There is a list of propositions discussed so far in this site.
Main Body
1: Definition
For any normed real or complex column vectors spaces, \(V_1, V_2\), and any real or complex matrix, \(M\), as the representative of any linear map from \(V_1\) into \(V_2\), \(sup \{\Vert M v \Vert / \Vert v \Vert \vert v \in V_1, \Vert v \Vert \neq 0\}\), denoted as \(\Vert M \Vert\)
2: Note
As the definition depends on the norms of \(V_1, V_2\), it is meaningless to talk about the matrix norm in this sense without specifying the normed vectors spaces.

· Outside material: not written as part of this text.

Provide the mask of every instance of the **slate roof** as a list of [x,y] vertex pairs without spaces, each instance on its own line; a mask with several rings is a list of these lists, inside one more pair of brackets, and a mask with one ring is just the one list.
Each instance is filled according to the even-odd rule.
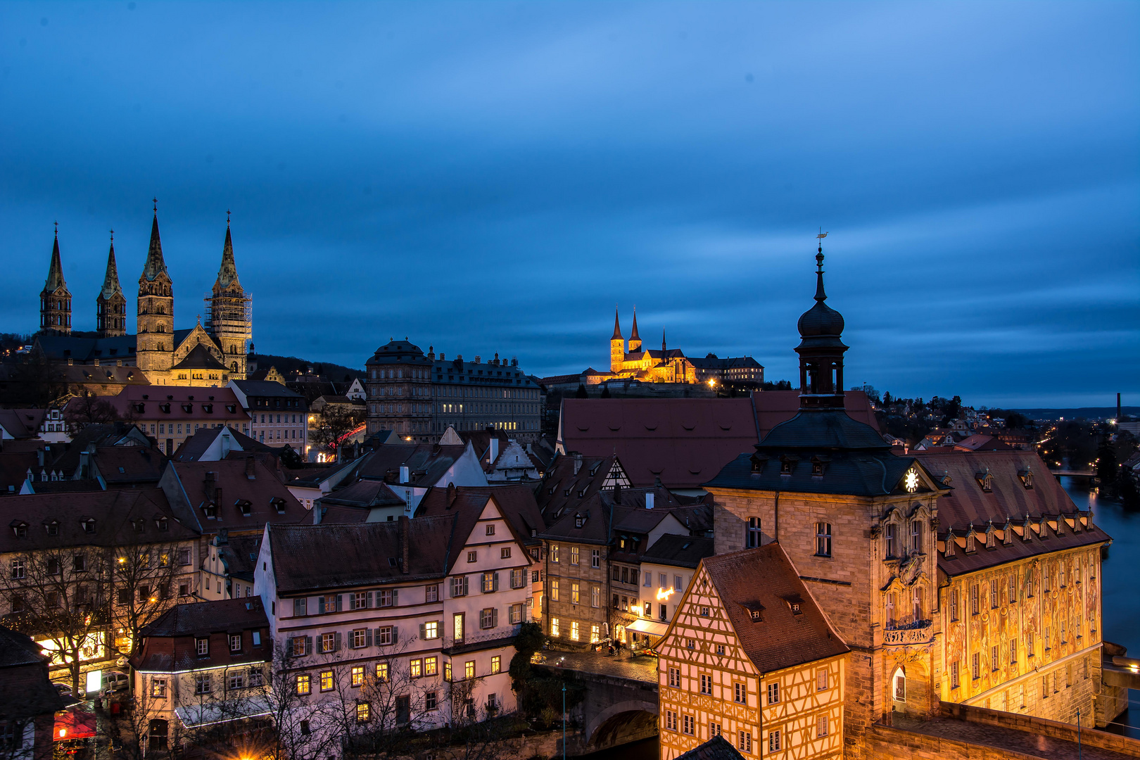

Although it is not clear what exactly the norm is for a matrix, for any finite-dimensional matrix, \(M\), by the equivalence of norms for finite vectors space theorem, \(r_1 \Vert M \Vert_F \le \Vert M \Vert \le r_2 \Vert M \Vert_F\) for some positive numbers, \(r_1, r_2 \in \mathbb{R}\), where \(\Vert \bullet \Vert_F\) denotes the Frobenius norm, and \(\Vert M v \Vert \le \Vert M \Vert \Vert v \Vert \le r_2 \Vert M \Vert_F \Vert v \Vert\), which is enough for many cases even with \(r_2\) unknown. Especially, \(\Vert M \Vert\) is always finite.